Wylie shook his head, though he was still smiling.

"I was always good with computers. I found them easy, you know? People were confusing to me, but not computers. Then at the audition all the other guys were into magic and I thought I didn't stand a chance. That was the first time I ever heard anyone use that phrase. They all wanted to be the smartest guy in the room. The audition itself was just the guy doing a trick and asking us to explain how he did it. Half the magic guys couldn't see it but I thought it was really obvious. So anyway, he picked three of us, including me."

"Yeah, I recruited in colleges too, sometimes. I'd have my usual team who toured with me, mostly aspiring magicians, sometimes actors because you'd be surprised," Jane waggled his eyebrows conspiratorially, "how few women were into doing magic. Then I'd add around five locals, they could be college kids or local actors or just people I met in a bar. I could always find plenty of people who were happy to do the job and who were prepared to take the secrets to the grave, all for the sake of being 'the smartest guy in the room.'" Jane's tone was light but he was looking through Wylie now at something only he could see. The reverie only lasted a few seconds.

"I wish I could have seen you in action back when you were touring." Wylie sounded a little wistful. Jane briefly contemplated the elephant in the room then decided to ignore it. Too many things these days made him feel old, he didn't need to add to their number.

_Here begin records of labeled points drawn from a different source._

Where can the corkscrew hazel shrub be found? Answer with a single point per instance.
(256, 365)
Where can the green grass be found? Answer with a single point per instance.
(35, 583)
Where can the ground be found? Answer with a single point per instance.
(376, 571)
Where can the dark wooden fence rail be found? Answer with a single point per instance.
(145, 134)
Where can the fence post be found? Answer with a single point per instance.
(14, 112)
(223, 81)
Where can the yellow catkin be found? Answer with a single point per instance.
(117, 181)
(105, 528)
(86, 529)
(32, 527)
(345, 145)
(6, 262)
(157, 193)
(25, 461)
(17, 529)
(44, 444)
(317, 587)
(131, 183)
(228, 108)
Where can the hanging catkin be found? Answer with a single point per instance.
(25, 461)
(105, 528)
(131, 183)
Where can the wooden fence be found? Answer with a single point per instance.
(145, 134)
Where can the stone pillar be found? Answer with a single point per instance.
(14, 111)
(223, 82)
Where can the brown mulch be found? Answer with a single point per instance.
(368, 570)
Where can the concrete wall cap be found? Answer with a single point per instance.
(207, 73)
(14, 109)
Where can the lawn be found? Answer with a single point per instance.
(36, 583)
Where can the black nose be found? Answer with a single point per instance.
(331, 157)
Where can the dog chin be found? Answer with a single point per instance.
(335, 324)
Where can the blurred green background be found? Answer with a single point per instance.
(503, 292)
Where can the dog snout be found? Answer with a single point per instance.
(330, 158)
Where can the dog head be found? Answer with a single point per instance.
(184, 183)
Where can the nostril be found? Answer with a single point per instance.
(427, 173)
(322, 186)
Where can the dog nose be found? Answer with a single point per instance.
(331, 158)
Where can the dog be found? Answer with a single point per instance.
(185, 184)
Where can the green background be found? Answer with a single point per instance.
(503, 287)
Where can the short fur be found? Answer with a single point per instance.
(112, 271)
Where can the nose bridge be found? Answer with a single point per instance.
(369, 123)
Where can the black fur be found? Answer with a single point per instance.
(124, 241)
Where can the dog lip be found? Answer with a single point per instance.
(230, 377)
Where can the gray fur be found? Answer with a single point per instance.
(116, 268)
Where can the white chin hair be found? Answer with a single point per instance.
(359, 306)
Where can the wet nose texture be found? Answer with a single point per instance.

The magician's assistant. That would explain Wylie. He'd learned everything he could about Jane. His reports had inspired wariness in every FBI agent who read them but Wylie himself had liked what he read. He could see how the trick worked and understood the spirit of the magician rather than just reacting like a cop. Jane briefly contemplated disillusioning him, but refrained. Wylie already knew all the bad stuff, too. He wasn't as naïve as he looked. Jane decided he liked him.

"Well I'm working with the FBI now, Wylie. We're on the same team. I'm sure there'll be times when I'll need a little… creative assistance. From the smartest guy in the room."

The grin that spread across Wylie's face now was a mirror image of Jane's. He knew it was probably inappropriate for an FBI Analyst but he found he didn't care.